MIT has an entire division, the Engineering Systems Division, that brings together researchers from engineering, the hard sciences, and the social sciences to identify and solve problems of complex engineered systems. One promising technique for engineering complex systems is known as axiomatic design, an approach conceived by Nam Suh, the former head of MIT’s Department of Mechanical Engineering. The idea of axiomatic design is to minimize the information content of the engineered system while maintaining its ability to carry out its functional requirements. Properly applied, axiomatic design results in airplanes, software, and toasters all just complex enough, and no more, to attain their design goals. Axiomatic design minimizes the effective complexity of the engineered system while maintaining the system’s effectiveness.
Professor Joanna Bryson has a trove of good information and research papers showing some of the efforts researchers are taking when it comes to mitigating A.I. risks.

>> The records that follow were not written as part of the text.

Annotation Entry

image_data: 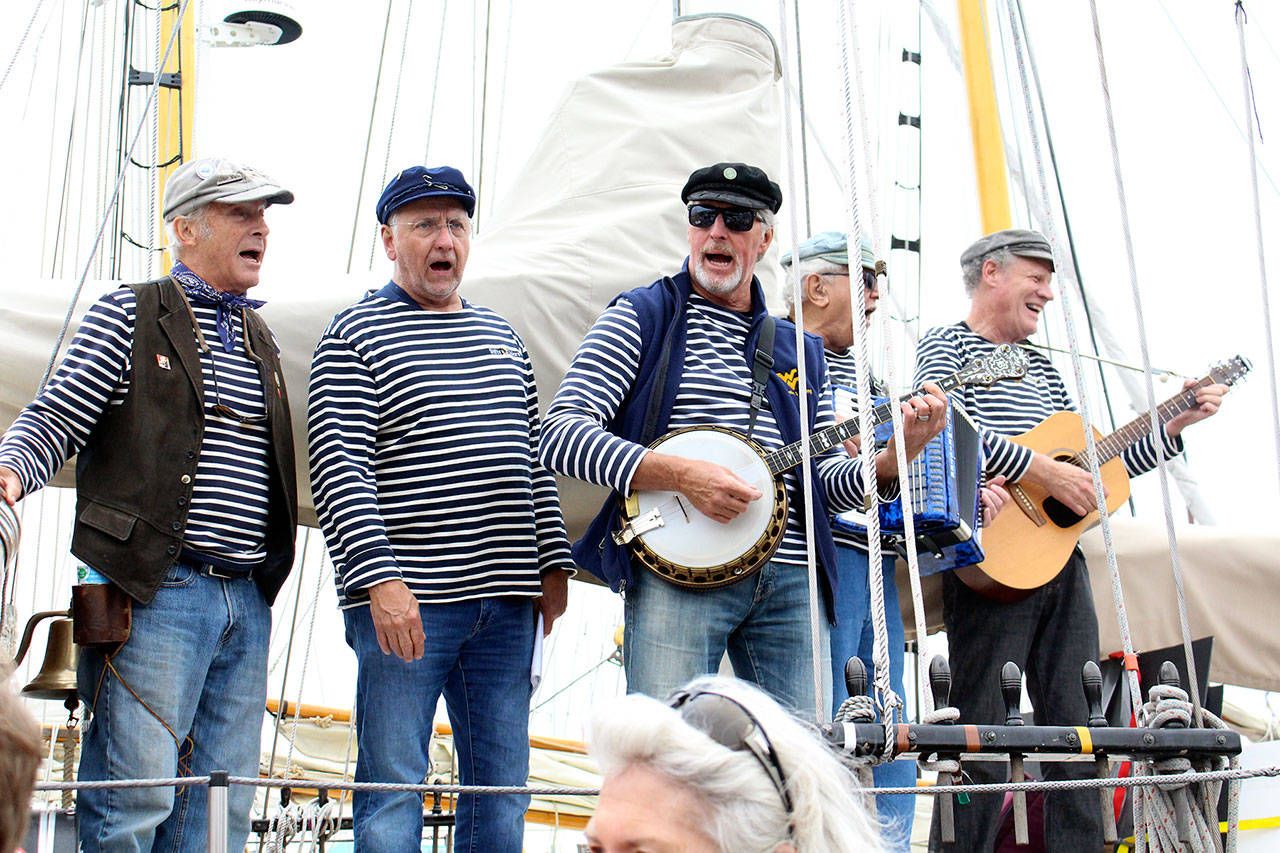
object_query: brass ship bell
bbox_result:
[13,610,78,708]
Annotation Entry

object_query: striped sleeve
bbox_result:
[516,336,577,576]
[1120,424,1185,476]
[915,327,1036,483]
[814,378,899,512]
[307,327,401,597]
[541,300,649,494]
[0,291,133,494]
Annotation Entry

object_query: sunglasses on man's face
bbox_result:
[689,205,759,231]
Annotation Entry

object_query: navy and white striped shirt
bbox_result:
[543,293,880,565]
[824,347,884,551]
[0,281,271,567]
[308,284,573,608]
[915,323,1183,482]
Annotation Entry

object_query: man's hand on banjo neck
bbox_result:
[631,383,947,524]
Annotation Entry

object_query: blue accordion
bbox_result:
[832,387,984,575]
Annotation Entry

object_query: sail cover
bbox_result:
[0,15,782,534]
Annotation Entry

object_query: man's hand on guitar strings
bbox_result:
[1165,379,1229,438]
[369,578,426,663]
[982,474,1009,526]
[1023,453,1110,516]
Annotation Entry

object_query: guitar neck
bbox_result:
[764,373,962,476]
[1098,377,1213,462]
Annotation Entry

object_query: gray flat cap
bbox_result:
[164,158,293,222]
[960,228,1053,269]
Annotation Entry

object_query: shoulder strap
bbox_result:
[639,275,684,447]
[746,314,774,438]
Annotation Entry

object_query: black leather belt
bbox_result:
[178,557,253,580]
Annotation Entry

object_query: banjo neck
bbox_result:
[764,373,965,476]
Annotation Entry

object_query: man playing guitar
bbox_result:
[916,229,1226,852]
[541,163,945,713]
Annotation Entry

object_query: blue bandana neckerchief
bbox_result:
[169,261,266,352]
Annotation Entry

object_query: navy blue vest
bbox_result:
[573,259,836,619]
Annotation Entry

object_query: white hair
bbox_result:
[164,205,214,260]
[588,676,882,853]
[780,257,849,311]
[960,248,1014,296]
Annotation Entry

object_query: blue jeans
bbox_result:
[622,562,829,719]
[77,564,271,853]
[929,548,1102,852]
[343,596,535,853]
[831,543,915,850]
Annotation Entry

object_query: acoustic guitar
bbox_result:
[956,356,1251,602]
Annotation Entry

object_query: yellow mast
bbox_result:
[152,3,196,270]
[956,0,1012,234]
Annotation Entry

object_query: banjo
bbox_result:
[613,343,1027,589]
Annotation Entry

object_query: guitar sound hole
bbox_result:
[1041,497,1084,528]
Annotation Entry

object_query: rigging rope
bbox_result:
[368,0,413,269]
[422,0,449,163]
[347,0,396,274]
[1009,6,1162,853]
[40,0,191,388]
[778,0,831,724]
[847,0,933,730]
[838,0,905,758]
[1235,0,1280,499]
[1085,0,1202,726]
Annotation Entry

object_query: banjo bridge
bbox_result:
[613,498,667,544]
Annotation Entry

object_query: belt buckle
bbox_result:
[201,562,244,580]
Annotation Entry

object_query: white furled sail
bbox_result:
[0,15,781,533]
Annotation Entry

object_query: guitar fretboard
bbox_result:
[1071,374,1233,467]
[764,373,962,476]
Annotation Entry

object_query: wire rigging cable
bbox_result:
[0,0,45,91]
[1235,0,1280,499]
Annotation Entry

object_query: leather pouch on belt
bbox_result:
[72,584,133,654]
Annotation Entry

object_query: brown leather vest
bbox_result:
[72,278,298,605]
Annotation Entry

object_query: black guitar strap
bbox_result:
[746,315,773,438]
[639,277,685,447]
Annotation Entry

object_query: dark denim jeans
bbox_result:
[929,549,1102,853]
[343,596,535,853]
[77,564,271,853]
[622,562,829,720]
[831,544,915,850]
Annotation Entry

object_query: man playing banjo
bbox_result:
[541,163,946,712]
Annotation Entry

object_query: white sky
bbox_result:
[0,0,1280,768]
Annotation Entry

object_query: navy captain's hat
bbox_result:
[378,167,476,225]
[680,163,782,213]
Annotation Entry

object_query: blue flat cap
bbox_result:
[378,167,476,225]
[782,231,876,269]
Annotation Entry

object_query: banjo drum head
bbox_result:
[639,427,776,569]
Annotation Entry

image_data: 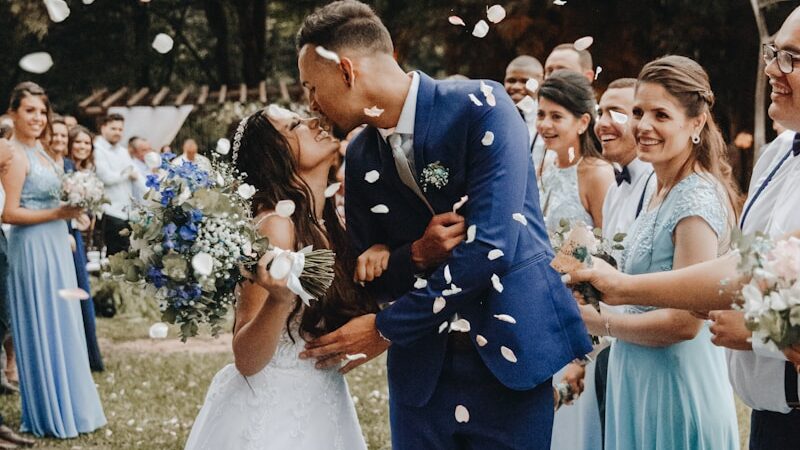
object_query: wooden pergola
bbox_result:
[78,78,304,117]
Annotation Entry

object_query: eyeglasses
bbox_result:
[762,44,800,75]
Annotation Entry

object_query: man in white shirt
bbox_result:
[172,138,211,172]
[94,114,145,255]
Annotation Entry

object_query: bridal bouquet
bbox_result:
[734,233,800,349]
[550,219,625,312]
[109,149,334,341]
[61,170,109,214]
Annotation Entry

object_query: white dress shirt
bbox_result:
[727,130,800,414]
[94,136,146,220]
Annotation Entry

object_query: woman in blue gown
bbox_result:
[582,56,739,450]
[2,82,106,438]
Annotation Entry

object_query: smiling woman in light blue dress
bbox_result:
[582,56,739,450]
[2,82,106,438]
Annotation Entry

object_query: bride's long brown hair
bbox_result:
[230,110,377,337]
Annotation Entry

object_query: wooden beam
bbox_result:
[175,86,192,106]
[78,88,108,108]
[258,80,267,104]
[197,84,208,105]
[217,84,228,105]
[150,86,169,106]
[127,87,150,106]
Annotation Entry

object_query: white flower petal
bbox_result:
[486,5,506,23]
[500,345,517,363]
[315,45,342,64]
[153,33,175,55]
[492,273,503,292]
[447,16,467,27]
[469,94,483,106]
[370,204,389,214]
[364,170,381,184]
[19,52,53,73]
[453,195,469,212]
[467,225,478,244]
[192,252,214,277]
[364,106,383,117]
[325,182,342,198]
[494,314,517,323]
[44,0,69,23]
[610,111,628,125]
[58,288,89,300]
[148,322,169,339]
[433,297,447,314]
[472,20,489,38]
[456,405,469,423]
[572,36,594,52]
[275,200,295,218]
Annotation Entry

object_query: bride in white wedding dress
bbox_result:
[186,106,376,450]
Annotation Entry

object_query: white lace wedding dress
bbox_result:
[186,326,366,450]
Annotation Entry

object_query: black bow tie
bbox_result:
[614,166,631,186]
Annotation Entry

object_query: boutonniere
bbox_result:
[420,161,450,192]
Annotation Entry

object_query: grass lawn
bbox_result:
[0,318,749,450]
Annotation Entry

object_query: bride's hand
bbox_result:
[563,258,630,306]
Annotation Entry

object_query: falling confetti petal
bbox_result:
[447,16,467,27]
[153,33,175,55]
[149,322,169,339]
[364,170,381,184]
[467,225,478,244]
[58,288,89,300]
[456,405,469,423]
[44,0,69,23]
[494,314,517,323]
[469,94,483,106]
[517,95,536,114]
[472,20,489,38]
[500,345,517,363]
[450,319,470,333]
[316,45,342,64]
[453,195,469,212]
[572,36,594,52]
[370,205,389,214]
[275,200,294,218]
[19,52,53,73]
[525,78,539,94]
[325,182,342,198]
[486,5,506,23]
[487,248,504,261]
[364,106,383,117]
[611,111,628,125]
[492,273,503,293]
[433,297,447,314]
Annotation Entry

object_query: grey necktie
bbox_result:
[388,133,434,214]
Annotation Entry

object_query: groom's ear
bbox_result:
[339,58,356,88]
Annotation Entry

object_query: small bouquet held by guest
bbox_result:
[109,149,334,341]
[61,170,109,215]
[733,233,800,350]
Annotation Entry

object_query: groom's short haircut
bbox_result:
[297,0,394,54]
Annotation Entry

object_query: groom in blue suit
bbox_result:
[298,0,591,449]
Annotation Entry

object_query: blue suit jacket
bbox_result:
[345,73,591,406]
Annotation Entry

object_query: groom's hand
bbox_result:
[300,314,390,373]
[411,212,467,269]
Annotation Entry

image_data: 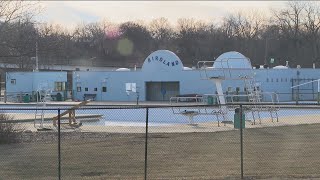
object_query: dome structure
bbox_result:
[142,50,183,72]
[213,51,252,69]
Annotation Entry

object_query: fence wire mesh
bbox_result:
[0,104,320,179]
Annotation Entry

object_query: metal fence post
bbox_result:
[240,105,244,179]
[58,108,61,180]
[144,108,149,180]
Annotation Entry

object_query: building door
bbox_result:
[146,81,180,101]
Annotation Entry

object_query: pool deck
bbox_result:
[18,115,320,133]
[0,101,320,133]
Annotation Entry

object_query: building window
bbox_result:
[11,79,16,84]
[54,82,66,91]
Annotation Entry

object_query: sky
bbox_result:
[36,1,285,29]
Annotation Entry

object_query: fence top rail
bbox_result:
[0,102,320,109]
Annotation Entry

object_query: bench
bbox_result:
[83,94,97,101]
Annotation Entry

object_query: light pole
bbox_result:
[264,37,269,65]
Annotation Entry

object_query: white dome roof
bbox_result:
[213,51,252,69]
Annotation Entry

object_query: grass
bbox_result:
[0,124,320,179]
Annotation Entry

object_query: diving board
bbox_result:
[52,100,90,128]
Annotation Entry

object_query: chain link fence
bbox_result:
[0,103,320,179]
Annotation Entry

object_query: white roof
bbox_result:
[213,51,252,69]
[272,65,288,69]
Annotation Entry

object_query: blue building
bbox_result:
[6,50,320,101]
[5,71,67,102]
[73,50,320,101]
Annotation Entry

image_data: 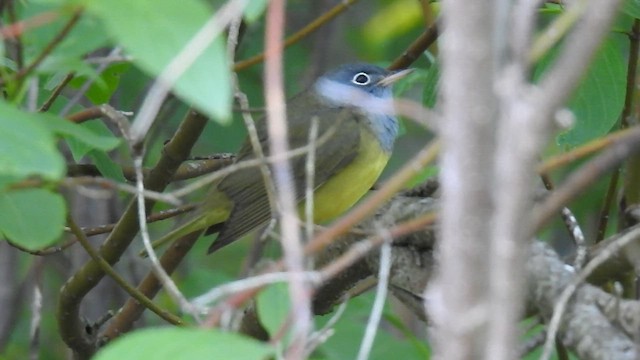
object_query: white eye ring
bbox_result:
[351,72,371,86]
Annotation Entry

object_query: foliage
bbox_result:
[0,0,640,360]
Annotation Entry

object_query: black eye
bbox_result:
[351,72,371,85]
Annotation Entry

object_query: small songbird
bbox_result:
[156,64,410,253]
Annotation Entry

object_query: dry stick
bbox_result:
[57,111,207,358]
[595,19,640,242]
[233,0,358,71]
[65,204,197,237]
[101,233,200,341]
[38,72,75,112]
[29,259,43,359]
[388,22,438,70]
[540,226,640,360]
[320,212,437,282]
[58,47,122,116]
[537,128,635,174]
[13,10,82,86]
[131,0,247,144]
[202,213,437,327]
[67,154,234,181]
[5,1,24,71]
[0,10,60,39]
[304,140,440,255]
[357,229,392,360]
[67,215,183,325]
[264,0,312,359]
[132,155,199,320]
[532,128,640,232]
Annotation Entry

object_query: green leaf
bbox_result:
[622,0,640,19]
[536,35,626,148]
[87,150,127,183]
[318,293,429,360]
[244,0,268,24]
[0,102,65,180]
[42,114,120,151]
[80,63,131,105]
[94,328,274,360]
[0,189,66,250]
[86,0,232,121]
[256,283,291,342]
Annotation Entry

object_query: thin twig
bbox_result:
[233,0,358,71]
[357,230,392,360]
[264,0,312,359]
[305,140,440,254]
[131,0,247,144]
[540,227,640,360]
[13,10,82,86]
[133,154,199,319]
[67,216,183,325]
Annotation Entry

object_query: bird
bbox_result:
[154,63,411,253]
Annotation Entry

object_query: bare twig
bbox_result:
[131,0,247,144]
[540,227,640,360]
[357,235,391,360]
[264,0,312,359]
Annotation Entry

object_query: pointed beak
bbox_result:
[376,69,413,86]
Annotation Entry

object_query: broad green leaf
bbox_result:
[0,102,65,180]
[41,114,120,151]
[79,63,131,105]
[16,1,108,72]
[0,189,66,250]
[536,35,626,148]
[317,292,429,360]
[86,0,231,121]
[256,283,291,336]
[87,150,127,183]
[363,0,423,46]
[94,328,274,360]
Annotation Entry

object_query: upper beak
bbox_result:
[376,69,413,86]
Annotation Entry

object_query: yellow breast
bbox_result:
[299,129,390,223]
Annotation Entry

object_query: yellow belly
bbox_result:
[299,130,389,223]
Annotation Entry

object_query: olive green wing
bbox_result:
[209,96,362,252]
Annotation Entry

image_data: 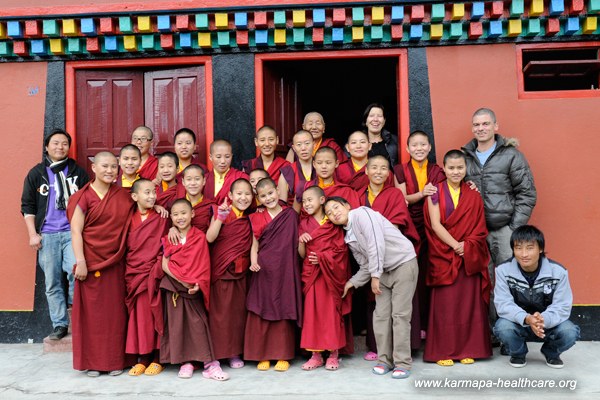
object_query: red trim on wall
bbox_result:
[516,42,600,100]
[65,56,214,162]
[254,49,410,162]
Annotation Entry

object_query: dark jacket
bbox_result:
[21,159,90,233]
[463,135,537,230]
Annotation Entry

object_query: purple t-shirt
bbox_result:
[42,167,71,233]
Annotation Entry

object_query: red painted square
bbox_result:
[392,25,402,40]
[571,0,584,13]
[175,15,190,31]
[85,37,100,53]
[25,21,40,36]
[546,18,560,35]
[332,8,346,26]
[490,1,504,18]
[13,40,27,56]
[160,34,175,50]
[235,31,248,47]
[100,18,115,33]
[254,11,268,28]
[410,5,425,22]
[313,28,324,44]
[469,21,483,39]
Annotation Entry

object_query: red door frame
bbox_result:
[65,56,213,161]
[254,49,410,162]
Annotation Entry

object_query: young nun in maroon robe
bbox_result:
[160,199,229,381]
[206,178,254,368]
[67,152,135,377]
[423,150,492,366]
[125,178,169,376]
[358,155,421,353]
[298,186,354,371]
[394,131,446,336]
[131,126,158,180]
[204,139,248,204]
[244,178,302,372]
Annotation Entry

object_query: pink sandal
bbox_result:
[177,363,194,379]
[202,361,229,381]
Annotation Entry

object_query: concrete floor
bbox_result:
[0,342,600,400]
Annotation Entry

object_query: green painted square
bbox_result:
[119,17,133,33]
[42,19,60,36]
[352,7,365,25]
[292,28,304,44]
[142,35,154,50]
[217,32,230,47]
[510,0,525,17]
[527,19,542,36]
[431,4,446,22]
[273,11,285,28]
[196,14,208,30]
[450,22,462,39]
[67,38,81,53]
[371,25,383,42]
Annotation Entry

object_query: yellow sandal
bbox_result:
[256,360,271,371]
[144,363,164,376]
[436,360,454,367]
[129,364,146,376]
[275,360,290,372]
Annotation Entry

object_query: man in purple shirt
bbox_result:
[21,130,89,340]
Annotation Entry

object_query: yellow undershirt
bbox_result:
[410,159,429,192]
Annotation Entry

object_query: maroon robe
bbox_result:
[423,182,492,362]
[138,154,158,181]
[299,216,352,350]
[125,210,169,354]
[204,167,248,204]
[208,206,252,359]
[244,207,302,361]
[67,183,135,371]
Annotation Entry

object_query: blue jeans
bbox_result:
[38,232,75,328]
[494,318,579,359]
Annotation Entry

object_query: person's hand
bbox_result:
[250,263,260,272]
[167,226,181,246]
[342,281,354,299]
[371,278,381,296]
[29,233,42,251]
[298,232,312,244]
[73,260,87,281]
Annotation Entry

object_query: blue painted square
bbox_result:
[156,15,171,32]
[104,36,118,51]
[565,17,579,35]
[408,25,423,40]
[81,18,96,35]
[234,13,248,29]
[331,28,344,43]
[488,21,502,38]
[549,0,565,15]
[6,21,23,37]
[179,32,192,49]
[31,40,46,54]
[392,6,404,24]
[471,1,485,20]
[313,8,325,26]
[254,29,269,46]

The UK Government’s Chief Science Officer is addressing A.I. risk and what will be needed to govern such risk. The Association for the Advancement of Artificial Intelligence (AAAI) has a panel of leading A.I. researchers addressing the impact and influences of A.I on society. There are many others.
Of course I am aware that one counterintuitive result of a computer’s or A.I.’s fundamentally logical operation is that its future behavior is intrinsically unpredictable. However, I have a hard time believing an A.I. will want to destroy humanity and as much as I take the long-term risk of A.I. seriously I doubt it (Superintelligent A.I.) will happen in 5 or 10 years. We’re still not a paperless society. I can’t see a programmer, or mad scientist for that matter, capable of inventing a super intelligent A.I. programming it with: “Your mission, should you choose to accept it, is to eliminate all humans, wherever they may rear their head.”
I have gleamed many good insights from reading Superintelligence and recommend Bostrom’s book. I do not think human ingenuity will merely allow us to become lumbering robots, survival-machines entirely controlled by these super-machines. There is still something about being wiped out by a superintelligent A.I. that’s like squaring the circle. It doesn’t quite add up.